Building Jewish Literacy Book by Book

from The Boston Globe:

1 quiet donor, 2 million books

Harold Grinspoon, a lanky 80-year-old who made a fortune in real estate, starts every morning with pilates, dance aerobics, and a brisk walk. Then he charges into his office by 10, where he drops his parka on the floor near a bookcase crammed with binders.

Each one is stamped with a place name – Iowa City, Silicon Valley, Hoboken, Gainesville – but the binders have nothing to do with Grinspoon’s real estate portfolio. Instead, they are guides to the 125 communities where each month he sends Jewish-themed children’s books to Jewish families, at no cost to the recipients. In four years, he has given away 2 million books.

The PJ Library, as he calls it, is the signature effort in a flurry of charitable giving by Grinspoon and his wife that has exceeded $100 million in recent years, mostly to Jewish causes. They plan to give away a few hundred million more, willing their estate to their foundation to endow PJ Library forever.
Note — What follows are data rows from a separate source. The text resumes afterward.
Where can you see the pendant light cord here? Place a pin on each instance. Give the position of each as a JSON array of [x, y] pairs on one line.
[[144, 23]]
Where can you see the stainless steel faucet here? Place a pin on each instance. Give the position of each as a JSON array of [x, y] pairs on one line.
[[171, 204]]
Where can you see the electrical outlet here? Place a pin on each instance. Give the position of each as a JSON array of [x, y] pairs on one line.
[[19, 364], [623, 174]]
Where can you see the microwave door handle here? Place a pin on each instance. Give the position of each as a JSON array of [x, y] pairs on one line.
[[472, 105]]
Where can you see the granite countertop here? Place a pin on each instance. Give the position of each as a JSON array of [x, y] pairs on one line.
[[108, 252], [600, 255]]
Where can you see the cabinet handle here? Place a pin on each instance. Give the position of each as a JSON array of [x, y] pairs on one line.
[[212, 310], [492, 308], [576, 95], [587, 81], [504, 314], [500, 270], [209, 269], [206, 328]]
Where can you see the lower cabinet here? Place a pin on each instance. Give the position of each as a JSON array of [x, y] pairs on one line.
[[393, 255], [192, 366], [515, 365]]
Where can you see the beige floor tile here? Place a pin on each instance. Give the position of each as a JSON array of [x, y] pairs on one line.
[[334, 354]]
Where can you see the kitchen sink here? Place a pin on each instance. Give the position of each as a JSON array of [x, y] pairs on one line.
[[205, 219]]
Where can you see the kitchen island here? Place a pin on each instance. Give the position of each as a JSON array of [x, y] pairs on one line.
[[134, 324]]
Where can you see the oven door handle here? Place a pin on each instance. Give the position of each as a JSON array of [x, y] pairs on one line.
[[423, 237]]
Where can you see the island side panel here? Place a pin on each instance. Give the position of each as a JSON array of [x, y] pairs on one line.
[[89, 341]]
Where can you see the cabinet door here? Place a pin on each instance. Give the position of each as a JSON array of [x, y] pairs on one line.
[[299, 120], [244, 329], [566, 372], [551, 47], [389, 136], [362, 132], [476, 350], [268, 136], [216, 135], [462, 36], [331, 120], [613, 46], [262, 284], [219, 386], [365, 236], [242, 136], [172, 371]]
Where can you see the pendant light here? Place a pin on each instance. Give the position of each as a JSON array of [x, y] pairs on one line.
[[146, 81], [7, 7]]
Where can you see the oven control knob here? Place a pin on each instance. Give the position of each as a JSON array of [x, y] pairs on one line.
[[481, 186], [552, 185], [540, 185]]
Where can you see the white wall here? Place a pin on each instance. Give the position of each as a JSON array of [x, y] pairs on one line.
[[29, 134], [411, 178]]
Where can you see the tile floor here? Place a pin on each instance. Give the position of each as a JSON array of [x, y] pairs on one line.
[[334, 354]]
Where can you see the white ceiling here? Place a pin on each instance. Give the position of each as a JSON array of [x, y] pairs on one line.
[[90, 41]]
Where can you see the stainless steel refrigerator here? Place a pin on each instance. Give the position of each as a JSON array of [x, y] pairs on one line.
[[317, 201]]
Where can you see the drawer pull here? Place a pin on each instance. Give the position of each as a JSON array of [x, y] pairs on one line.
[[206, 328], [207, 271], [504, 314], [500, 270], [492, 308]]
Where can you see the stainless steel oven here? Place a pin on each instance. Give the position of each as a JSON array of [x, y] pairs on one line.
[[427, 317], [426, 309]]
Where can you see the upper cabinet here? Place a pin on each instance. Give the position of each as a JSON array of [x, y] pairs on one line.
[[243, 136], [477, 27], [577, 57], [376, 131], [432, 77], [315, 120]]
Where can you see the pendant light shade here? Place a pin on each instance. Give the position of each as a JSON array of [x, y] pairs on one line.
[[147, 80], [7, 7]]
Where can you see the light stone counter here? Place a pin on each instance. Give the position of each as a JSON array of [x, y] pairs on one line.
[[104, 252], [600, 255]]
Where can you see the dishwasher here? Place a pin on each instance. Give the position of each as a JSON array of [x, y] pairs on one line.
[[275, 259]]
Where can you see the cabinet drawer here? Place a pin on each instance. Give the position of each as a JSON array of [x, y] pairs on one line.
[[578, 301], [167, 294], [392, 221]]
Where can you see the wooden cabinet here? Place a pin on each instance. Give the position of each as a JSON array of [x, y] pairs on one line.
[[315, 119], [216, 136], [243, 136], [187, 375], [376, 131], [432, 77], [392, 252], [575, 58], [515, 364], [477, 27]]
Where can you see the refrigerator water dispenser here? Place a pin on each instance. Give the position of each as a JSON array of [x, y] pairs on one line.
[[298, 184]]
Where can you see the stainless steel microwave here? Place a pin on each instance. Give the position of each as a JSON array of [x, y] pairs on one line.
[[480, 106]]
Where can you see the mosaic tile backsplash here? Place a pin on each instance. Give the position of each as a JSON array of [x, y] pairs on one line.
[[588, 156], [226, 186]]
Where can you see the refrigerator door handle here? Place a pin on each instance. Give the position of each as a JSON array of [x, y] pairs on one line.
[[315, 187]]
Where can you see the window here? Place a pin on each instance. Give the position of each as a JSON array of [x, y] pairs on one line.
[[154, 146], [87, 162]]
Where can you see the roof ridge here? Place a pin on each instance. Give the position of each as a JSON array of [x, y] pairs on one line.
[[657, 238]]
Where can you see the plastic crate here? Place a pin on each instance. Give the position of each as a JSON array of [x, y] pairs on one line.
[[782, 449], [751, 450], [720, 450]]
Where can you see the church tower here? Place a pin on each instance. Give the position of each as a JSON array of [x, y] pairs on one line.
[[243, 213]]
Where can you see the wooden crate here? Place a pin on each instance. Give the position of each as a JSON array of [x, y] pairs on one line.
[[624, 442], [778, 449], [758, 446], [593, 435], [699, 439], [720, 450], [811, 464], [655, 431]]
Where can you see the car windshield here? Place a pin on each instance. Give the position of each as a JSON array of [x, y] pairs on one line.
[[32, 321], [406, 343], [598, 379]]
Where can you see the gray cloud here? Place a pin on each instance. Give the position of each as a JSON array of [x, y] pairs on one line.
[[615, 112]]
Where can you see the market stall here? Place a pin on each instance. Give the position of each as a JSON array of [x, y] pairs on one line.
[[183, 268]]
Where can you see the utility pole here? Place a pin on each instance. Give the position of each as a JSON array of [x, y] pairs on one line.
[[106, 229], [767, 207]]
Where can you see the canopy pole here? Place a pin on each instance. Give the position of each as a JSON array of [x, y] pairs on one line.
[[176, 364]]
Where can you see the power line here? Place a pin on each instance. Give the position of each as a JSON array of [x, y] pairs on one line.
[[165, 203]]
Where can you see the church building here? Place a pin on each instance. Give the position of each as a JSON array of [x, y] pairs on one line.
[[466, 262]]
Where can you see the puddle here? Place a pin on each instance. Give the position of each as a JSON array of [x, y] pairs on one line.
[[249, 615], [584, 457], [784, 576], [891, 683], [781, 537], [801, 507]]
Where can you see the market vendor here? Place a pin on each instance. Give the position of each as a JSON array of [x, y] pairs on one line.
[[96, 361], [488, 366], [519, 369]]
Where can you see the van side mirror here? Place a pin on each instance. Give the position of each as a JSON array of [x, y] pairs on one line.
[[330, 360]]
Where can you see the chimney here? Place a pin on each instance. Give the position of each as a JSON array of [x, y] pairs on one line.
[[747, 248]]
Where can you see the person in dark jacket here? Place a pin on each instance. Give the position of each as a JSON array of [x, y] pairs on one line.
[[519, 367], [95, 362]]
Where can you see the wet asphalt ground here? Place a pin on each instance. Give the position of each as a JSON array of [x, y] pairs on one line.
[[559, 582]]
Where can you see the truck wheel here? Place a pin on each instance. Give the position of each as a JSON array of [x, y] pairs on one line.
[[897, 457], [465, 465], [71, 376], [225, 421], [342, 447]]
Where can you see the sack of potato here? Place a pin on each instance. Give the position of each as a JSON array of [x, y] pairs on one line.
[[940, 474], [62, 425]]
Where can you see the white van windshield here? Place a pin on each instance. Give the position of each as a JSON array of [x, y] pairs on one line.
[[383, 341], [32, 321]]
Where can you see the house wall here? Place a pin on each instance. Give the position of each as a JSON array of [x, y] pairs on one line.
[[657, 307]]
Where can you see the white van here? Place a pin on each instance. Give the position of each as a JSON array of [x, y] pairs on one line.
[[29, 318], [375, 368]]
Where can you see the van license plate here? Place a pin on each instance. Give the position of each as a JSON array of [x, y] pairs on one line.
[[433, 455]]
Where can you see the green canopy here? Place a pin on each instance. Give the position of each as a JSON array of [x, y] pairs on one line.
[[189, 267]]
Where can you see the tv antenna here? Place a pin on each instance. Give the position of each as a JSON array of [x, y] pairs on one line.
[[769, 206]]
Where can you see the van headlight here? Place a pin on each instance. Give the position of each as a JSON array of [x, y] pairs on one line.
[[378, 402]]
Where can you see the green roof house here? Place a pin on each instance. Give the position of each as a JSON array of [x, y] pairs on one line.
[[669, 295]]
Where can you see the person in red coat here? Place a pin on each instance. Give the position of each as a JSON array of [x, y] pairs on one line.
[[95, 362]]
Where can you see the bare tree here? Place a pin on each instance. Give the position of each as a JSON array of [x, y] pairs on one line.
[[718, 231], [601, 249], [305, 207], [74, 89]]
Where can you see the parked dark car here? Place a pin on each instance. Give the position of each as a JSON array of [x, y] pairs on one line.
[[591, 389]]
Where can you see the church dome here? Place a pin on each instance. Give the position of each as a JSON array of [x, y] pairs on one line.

Grinspoon envisions a day when nearly all Jewish children in North America will have his books in their bedtime rotation.

He is a singular character: a real estate titan with little formal Jewish education who has made it his cause to strengthen the religious and cultural identity of Jews everywhere, in particular those who are children of mixed marriages, who are hesitant about setting foot in synagogue, or who live beyond traditional Jewish hubs.